What do the IoT and R&D Labs Have in Common? Not Much. Yet.
The IoT — Internet of Things — is an omnipresent part of our lives, supporting everyday tasks across home, work, fitness and more. Distributed sensors, wireless networking and cloud computing enable us to control lights, monitor security systems, and manage entertainment and HVAC systems, all from our smart phones. In our work lives, smart building technologies sense how many people are in a conference room and automatically adjust lower the thermostat set point, dim smart windows to block out sunlight, and more. Along the way, these systems are gathering and using critical data that can be analyzed to optimize the systems and provide users with valuable insights.
But while these technologies have crept into almost every facet of our daily lives, they have been slow to make it to the laboratory. In fact, despite the hip and contemporary look of labs in the latest TV crime dramas, real-world labs look more like your college chemistry lab. Cringe. No neon lights and lots of manual data gathering. Yes, there are incredibly sophisticated pieces of equipment (mass spectrometers, PCRs, liquid handlers), but each piece of equipment is a veritable island. This is the next frontier for the IoT — the Lab. Because one of the things the IoT does best is to automate processes and unlock critical data, which will be transformative for science-based industries.
To say that data gathering, sharing and analysis in labs is highly manual is an understatement. Information is typically recorded or downloaded from a piece of equipment for analysis in a spreadsheet, while day-to-day equipment is usually monitored by a staff person walking around and using a probe (thermometer) to measure equipment temperature and then record that single data point in a log book. Sophisticated experiments are documented and tracked either in a lab notebook or electronic version, often with variability that isn’t captured or documented. The processes hardly resemble what we see on CSI, and the exorbitant costs to these approaches are illustrated in the current state of life sciences R&D.
Life sciences R&D spending in the U.S. is estimated to be $56 billion per year. Of that, a full 50% is spent on work that is irreproducible, the industry term for experimental work that can’t be successfully repeated by another person or team following the same documented procedure. That’s $28 billion per year wasted, and much of the issue is a data problem: insufficient data, data trapped on legacy equipment, data corrupted by manual, error-prone processes, data silos that don’t integrate into a bigger view, rudimentary data analysis capabilities, and so on. That is where the IoT-enabled lab is poised to transform science with more data, better data, and accessible data.
Enter the Smart Lab
Smart Lab technologies optimize the IoT stack for the rigorous requirements of science-based environments and change the way we gather, understand and utilize information. The foundational concept of the Smart Lab is connectivity — either deploying devices with intrinsic networking capabilities or adding connected capabilities to existing legacy devices.
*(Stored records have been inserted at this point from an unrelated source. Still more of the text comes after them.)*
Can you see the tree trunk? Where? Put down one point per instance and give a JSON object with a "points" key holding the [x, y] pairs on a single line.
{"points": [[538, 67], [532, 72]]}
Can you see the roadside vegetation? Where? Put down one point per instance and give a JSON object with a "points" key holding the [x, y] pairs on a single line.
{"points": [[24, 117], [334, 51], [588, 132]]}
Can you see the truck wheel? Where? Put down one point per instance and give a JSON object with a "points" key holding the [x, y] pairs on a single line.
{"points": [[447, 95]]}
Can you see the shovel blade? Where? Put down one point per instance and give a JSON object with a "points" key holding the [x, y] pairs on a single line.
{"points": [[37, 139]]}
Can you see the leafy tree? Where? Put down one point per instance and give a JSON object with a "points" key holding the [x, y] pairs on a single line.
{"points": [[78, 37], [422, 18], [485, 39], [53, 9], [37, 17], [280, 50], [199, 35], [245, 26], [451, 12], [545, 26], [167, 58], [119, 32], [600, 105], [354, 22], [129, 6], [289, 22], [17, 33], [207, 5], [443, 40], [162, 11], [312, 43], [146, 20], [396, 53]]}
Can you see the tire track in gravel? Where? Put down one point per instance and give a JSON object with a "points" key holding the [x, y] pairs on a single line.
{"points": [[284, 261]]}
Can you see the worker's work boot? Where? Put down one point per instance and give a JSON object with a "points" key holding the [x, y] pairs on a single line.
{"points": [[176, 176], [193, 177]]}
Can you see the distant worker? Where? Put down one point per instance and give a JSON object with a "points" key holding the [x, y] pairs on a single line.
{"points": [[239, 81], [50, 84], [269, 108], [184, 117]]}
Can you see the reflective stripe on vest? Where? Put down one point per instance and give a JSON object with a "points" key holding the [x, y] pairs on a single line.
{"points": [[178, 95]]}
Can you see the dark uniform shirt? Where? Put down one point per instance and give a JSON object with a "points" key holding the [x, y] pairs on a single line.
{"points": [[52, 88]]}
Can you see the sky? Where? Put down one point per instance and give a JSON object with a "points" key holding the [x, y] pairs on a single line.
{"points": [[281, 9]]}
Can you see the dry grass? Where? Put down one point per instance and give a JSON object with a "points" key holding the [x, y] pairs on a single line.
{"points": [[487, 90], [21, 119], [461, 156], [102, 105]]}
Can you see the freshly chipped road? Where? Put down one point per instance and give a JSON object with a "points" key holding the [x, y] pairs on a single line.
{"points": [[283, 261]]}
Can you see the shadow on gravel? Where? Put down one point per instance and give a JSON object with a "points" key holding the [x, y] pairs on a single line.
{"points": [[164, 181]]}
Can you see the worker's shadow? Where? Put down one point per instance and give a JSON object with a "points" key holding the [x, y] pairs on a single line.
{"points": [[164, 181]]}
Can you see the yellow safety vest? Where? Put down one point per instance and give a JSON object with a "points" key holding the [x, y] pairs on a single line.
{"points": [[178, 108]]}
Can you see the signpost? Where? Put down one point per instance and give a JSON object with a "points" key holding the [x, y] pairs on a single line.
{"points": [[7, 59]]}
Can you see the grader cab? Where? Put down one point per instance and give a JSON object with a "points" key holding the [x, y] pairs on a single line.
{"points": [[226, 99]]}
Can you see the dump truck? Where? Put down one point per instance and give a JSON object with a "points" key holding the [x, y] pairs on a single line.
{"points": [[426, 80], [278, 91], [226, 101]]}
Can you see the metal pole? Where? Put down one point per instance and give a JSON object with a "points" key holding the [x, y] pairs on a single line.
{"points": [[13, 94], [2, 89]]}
In all cases, the goal is the seamless gathering of critical information.
The modern lab generates staggering amounts of data, and yet misses other data sets, making collecting and consolidating that information in a uniform, interchangeable fashion one of the first steps to modernizing the front lines of science. By gathering data from existing equipment and eliminating data gaps — places where data isn’t gathered and should be (equipment, process, etc.), Smart Lab technologies complete the data picture.
Another core aspect of the Smart Lab is the implementation of open, standards-based systems that are designed to facilitate the seamless flow of data between data sources and those professionals who need access to it. Ease of access is critical to unlocking data’s value to the organization, and reducing data silos that plague so many labs is key.
For the modern scientific professional, Smart Lab technologies hold promises both big and small. At the macro level, the Smart Lab will accelerate discovery and improve operational efficiency, reducing time to market for critical therapies and improving the ROI on R&D spend. And, on the day-to-day level, it will free teams to invest precious resources where they can have the most impact. Just as data transformed manufacturing practices a few decades ago, laying the groundwork for Six Sigma and other standards, the Smart Lab is the stepping stone to transforming research. After all, if you can monitor your home remotely, why not your lab? And if you can use performance data to optimize your personal fitness, why wouldn’t you want to leverage data to improve research outcomes?